Latchkey Zombies in Solaris


A funny thing happened when we upgraded our servers from Solaris 2.5.1 several years ago: when we killed a process, frequently its parent wouldn’t notice. This was annoying, since a lot of our Operations processes were built around killing and restarting services so they’d notice changes in a controlled fashion.


We filed a bug with our developers, suspecting that the somewhat baroque signal-handling in our service framework was now broken. They were never able to reproduce the problem outside of the Production service, but they made some changes, and it became less frequent. Still common enough to be annoying, but harder to reproduce.

On and off since then, we’ve had someone poke at the problem and try to solve it. About a year ago, we ran out of motivated developers and it was handed to someone in our group, who spent several months completely rewriting that subsystem because its design offended him. After half a dozen tests of his code, I was able to verify that it was a complete replacement for the old one. Bug-compatible, even, which meant we still hadn’t made any progress.

This led us to suspect a kernel bug, which was great, except that our test case was “run this proprietary code for at least 48 hours on a machine that’s serving 30,000 paying customers, and there’s a 50% chance that a killed process won’t be reported to its parent”. This is not the sort of minimal repeat-by that vendors want to see.

The programmer was ready to give up, and suggested we just scrap our code and modify daemontools to do what we wanted. My screams of horror met with stunned disbelief; apparently he hadn’t realized that we weren’t kidding the last time we shot down a suggestion to use one of DJB’s tools. He was gently persuaded that this was not a viable alternative.

Suddenly, I was struck with an idea: “why don’t we just ignore the zombies?”. We knew the service was dead, we knew that the zombies weren’t listening on a port or consuming lots of memory, and we knew that the kill/restart procedures were only run occasionally, so why worry about them? Maybe they’d go away on their own, maybe they’d hang around until the next full service restart, but it’s not like they were eating brains or anything.

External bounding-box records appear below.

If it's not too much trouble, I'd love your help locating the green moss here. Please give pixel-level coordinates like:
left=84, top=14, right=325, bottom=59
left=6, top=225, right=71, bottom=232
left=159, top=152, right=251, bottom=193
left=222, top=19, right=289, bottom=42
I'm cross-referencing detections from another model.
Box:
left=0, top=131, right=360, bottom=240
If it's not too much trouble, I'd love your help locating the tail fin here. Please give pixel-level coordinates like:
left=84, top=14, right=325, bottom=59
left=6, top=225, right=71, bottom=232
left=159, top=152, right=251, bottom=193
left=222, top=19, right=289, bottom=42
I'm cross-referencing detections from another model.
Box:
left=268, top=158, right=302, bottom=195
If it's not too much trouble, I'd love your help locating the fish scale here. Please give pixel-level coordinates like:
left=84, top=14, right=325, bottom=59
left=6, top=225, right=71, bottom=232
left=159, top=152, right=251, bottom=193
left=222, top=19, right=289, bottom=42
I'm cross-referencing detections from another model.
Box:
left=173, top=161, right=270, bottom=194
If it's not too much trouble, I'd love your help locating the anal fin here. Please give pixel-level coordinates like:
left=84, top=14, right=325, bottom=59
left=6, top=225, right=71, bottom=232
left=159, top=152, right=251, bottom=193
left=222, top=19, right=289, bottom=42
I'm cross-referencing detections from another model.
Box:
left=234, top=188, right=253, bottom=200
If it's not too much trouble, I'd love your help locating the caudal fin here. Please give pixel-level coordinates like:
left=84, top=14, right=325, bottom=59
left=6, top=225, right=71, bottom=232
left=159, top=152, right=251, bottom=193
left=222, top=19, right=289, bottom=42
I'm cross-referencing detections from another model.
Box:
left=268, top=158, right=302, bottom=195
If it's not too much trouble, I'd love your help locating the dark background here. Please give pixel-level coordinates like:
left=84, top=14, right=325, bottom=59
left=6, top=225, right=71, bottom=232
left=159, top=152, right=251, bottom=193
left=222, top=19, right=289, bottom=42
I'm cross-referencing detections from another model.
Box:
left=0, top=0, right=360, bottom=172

The programmer wanted to try this workaround in his version (it was, after all, obviously superior), but I was able to persuade him to make it work in the original code. He didn’t understand why until we tried to get the patch rolled out, and a small army of managers and project managers started haggling over code reviews, testing, release schedules, etc.

Estimated time to roll out the patch to Production: four weeks. Estimated time to roll out his completely new version: four months. Care to guess which one we’re going with?